Palo Alto Networks User-ID Credential Agent Vulnerability (CVE-2025-4235)
Palo Alto Networks disclosed a vulnerability in the User-ID Credential Agent for Windows (CVE-2025-4235) that can expose service account passwords in plain text when certain custom, non-default configurations are used. The User-ID Credential Agent is critical because it integrates Active Directory credentials into firewall policies, enabling identity-based security controls across the network. Under vulnerable setups, even a low-privileged domain user could access the service account’s cleartext password directly from the agent’s files or memory. Once obtained, the account can be abused to disable or uninstall the agent, disrupt credential phishing protections, weaken URL filtering, or bypass identity-based access controls. The severity increases if the compromised service account holds elevated roles, including Server Operator or Domain Join, as this could allow attackers to shut down servers, create rogue computer objects, or conduct reconnaissance that facilitates broader network compromise.
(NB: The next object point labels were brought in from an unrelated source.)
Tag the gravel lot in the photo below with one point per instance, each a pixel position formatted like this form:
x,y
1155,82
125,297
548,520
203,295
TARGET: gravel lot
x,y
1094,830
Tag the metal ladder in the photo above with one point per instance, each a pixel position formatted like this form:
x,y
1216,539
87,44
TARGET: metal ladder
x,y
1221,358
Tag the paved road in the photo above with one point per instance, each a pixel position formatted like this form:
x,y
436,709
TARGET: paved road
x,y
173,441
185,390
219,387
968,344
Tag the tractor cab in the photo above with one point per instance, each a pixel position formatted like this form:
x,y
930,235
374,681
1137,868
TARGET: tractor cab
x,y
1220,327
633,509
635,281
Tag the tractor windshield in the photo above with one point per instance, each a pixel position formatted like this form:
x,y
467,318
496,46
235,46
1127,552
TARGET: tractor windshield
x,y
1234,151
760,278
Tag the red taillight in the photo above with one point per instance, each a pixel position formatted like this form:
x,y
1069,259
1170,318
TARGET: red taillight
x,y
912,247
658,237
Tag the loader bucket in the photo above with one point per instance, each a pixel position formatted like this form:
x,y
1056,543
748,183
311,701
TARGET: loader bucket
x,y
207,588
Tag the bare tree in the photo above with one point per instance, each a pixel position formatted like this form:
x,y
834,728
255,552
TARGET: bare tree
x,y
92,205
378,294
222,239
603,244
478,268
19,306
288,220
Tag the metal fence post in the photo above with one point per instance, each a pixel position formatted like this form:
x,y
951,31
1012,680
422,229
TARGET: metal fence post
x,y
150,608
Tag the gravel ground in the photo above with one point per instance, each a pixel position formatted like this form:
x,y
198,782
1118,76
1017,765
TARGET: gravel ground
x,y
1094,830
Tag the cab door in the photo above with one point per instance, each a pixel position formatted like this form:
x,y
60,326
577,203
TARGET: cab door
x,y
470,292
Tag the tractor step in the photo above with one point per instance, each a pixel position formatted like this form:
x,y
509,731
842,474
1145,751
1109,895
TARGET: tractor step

Importantly, this is not an initial access vector but a post-compromise privilege escalation risk. The flaw affects all versions of the Windows-based User-ID Credential Agent before 11.0.3, including versions 11.0.2-133 and earlier. While no active exploitation has been confirmed, the vulnerability is attractive to insider threats or adversaries who have already gained local access, since it requires no user interaction and minimal technical effort. Palo Alto Networks strongly advises upgrading all affected agents to version 11.0.3 or later and rotating any service account credentials currently in use. In addition, organizations should apply least-privilege principles by reviewing and restricting service account roles to minimize the potential blast radius in the event of a compromise. These actions, combined with monitoring for unusual account activity and maintaining strong credential hygiene, are critical to ensuring that identity-based security policies remain intact and resilient against misuse.